Aber doch nicht in der Schweiz
Und wie steht es denn auf der Insel der Glückseligen? Hierzulande sind rund 700 Milliarden Franken Rentenkapital bei Pensionskassen und Lebensversicherungen angelegt. Im Schnitt erzielten Pensionskassen im Jahre 2010 eine Performance von 2,95 Prozent, bei einer Jahresteuerung von 0,7 Prozent und einem Soll-Ziel von netto 3,7 Prozent für eine Sicherstellung der Vorsorgeleistungen. Öffentlich-rechtliche Pensionskassen weisen im Schnitt einen Deckungsgrad von mageren 91 Prozent, privat-rechtliche von ungenügenden 106 Prozent auf. Da diese nicht über Staatsgarantien verfügen, wäre ein Deckungsgrad von 115 Prozent das Minimum, um gegen Marktschwankungen abgesichert zu sein und die Auszahlung von 100 Prozent Leistungsverpflichtungen garantieren zu können. Ernstzunehmende Berechnungen gehen davon aus, dass ein zukünftiger Rentner von jedem einbezahlten Franken noch 65 Rappen als Pension ausbezahlt bekommt. Auch hier natürlich nur unter der Voraussetzung, dass keine rauschende Inflation das Kapital wegschmelzen lässt.
Profitiert denn niemand?
Sicher gibt es Profiteure. Gelegentlich krimineller Art, wie die Bestechungsaffäre um die BVK des Kantons Zürich zeigt, bei der ja nicht nur Schmiergelder gezahlt, sondern auch noch Investments in dreistelliger Millionenhöhe in den Sand gesetzt wurden. Aber es gibt auch legale Bereicherungsmöglichkeiten bei der Verwaltung und Anlage von solchen Riesensummen. Neuere Berechnungen ergeben, dass beim Schweizer Pensionskassensystem Gesamtkosten von 5,7 Milliarden Franken entstehen. Alleine für Vermögensverwaltung geben PKs 3,9 Milliarden Franken oder 0,56 Prozent des investierten Kapitals aus. 33 Prozent dieser rund 4 Milliarden fallen bei sogenannten «alternativen Anlagen» an, das sind Hedgefonds, strukturierte Produkte und anderes Gebräu aus der Hexenküche moderner Finanzderivate. Obwohl hier nur 6,4 Prozent des Gesamtvermögens angelegt sind, verdienen sich damit Berater, Finanzintermediäre wie Banken oder Vermögensverwalter dumm und dämlich. Dabei gilt: Je höher die Kosten, desto tiefer die realisierte Nettorendite.
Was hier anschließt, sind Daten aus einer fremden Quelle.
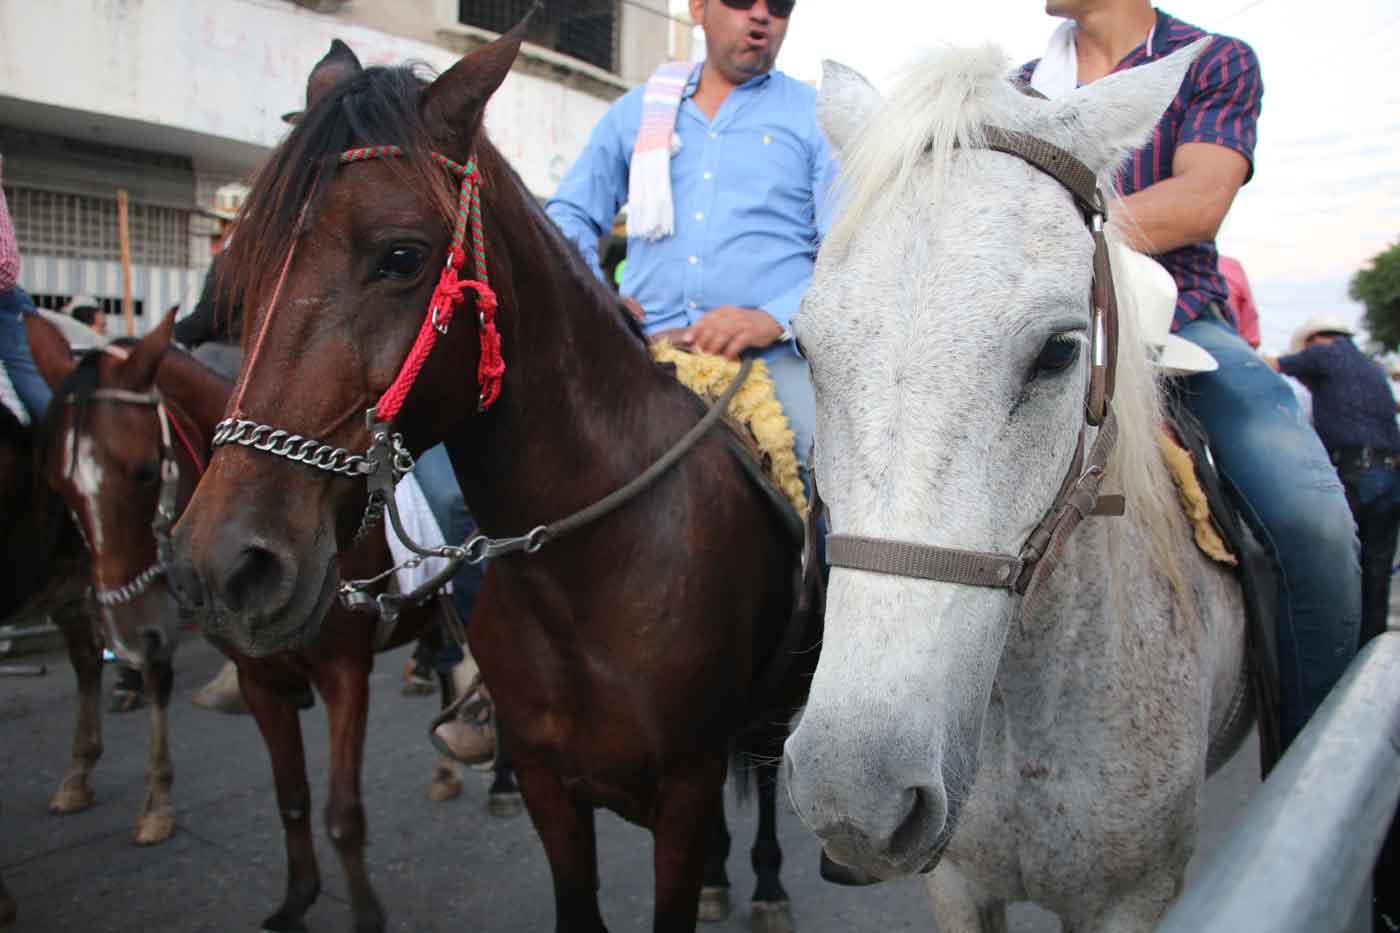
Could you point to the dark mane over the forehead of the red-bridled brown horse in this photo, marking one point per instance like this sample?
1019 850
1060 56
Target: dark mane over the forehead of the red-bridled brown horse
377 107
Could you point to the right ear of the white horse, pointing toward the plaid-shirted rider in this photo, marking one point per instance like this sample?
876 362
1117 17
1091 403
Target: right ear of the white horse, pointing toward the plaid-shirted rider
1115 117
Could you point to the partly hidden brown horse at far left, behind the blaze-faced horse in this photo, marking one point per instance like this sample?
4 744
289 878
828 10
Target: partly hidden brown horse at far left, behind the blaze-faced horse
48 568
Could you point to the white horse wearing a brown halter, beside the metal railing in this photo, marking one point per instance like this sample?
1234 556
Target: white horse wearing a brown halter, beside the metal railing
1058 756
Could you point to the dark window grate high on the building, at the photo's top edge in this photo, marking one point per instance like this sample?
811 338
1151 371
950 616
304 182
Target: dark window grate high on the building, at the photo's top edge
586 30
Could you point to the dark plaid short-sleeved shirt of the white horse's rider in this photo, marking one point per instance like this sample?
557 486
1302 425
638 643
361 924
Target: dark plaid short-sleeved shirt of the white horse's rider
1219 103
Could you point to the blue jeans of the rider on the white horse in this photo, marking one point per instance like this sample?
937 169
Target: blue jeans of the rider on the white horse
1290 495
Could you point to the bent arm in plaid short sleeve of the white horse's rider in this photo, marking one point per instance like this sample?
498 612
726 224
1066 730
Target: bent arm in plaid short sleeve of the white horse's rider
1213 160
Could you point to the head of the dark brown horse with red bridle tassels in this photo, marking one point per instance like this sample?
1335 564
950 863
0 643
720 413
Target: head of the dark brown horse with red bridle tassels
342 260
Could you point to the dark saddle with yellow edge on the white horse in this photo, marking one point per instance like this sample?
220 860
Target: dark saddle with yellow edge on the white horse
1226 537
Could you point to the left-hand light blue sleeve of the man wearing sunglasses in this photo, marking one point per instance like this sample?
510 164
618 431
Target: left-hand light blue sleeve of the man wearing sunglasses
596 187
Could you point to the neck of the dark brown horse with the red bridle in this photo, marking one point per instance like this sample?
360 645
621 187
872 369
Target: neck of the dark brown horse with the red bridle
582 399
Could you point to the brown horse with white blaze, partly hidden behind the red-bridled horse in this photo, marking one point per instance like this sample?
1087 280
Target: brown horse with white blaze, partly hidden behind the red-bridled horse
108 413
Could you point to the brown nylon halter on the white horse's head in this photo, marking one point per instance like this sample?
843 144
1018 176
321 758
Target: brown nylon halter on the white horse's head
1079 495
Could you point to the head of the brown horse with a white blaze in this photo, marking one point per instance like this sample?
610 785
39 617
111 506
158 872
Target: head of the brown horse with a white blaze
103 453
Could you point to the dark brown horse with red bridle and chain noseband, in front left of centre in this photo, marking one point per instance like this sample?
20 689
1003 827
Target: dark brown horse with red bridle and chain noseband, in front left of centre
628 659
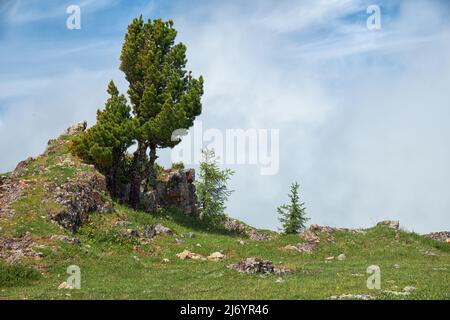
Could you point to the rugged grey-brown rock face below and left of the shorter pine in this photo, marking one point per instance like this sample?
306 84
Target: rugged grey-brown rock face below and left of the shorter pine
84 193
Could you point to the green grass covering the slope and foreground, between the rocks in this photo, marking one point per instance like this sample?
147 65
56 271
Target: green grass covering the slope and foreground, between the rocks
113 267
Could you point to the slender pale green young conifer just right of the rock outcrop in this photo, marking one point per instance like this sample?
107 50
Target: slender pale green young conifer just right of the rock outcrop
212 190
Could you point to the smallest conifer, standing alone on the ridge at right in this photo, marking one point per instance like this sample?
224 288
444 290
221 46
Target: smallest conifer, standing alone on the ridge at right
293 215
Düstere Aussichten für Rentner
Einerseits schröpft der Staat Zwangssparer, indem er ihnen via Pensionskasse ihr Geld abknöpft und im besten Fall nicht mal Zinsen dafür zahlt, im zweitschlechtesten Fall sogar das Kapital mit Inflation verringert. Im schlechtesten Fall, wenn der Staat bankrott geht, ist der Altergroschen ganz weg. Andererseits müssen Vorsorgeeinrichtungen versuchen, durch Investitionen in potenziell hochriskante Anlageformen die nötige Rendite zu erzielen, um ihren Rentenversprechen nachkommen zu können. Auch hier besteht die Gefahr des Totalschadens. Da ist guter Rat für den Rentner teuer. Vielleicht sollte er es mal mit Roulettespielen versuchen. Notfalls mit russischem Roulette.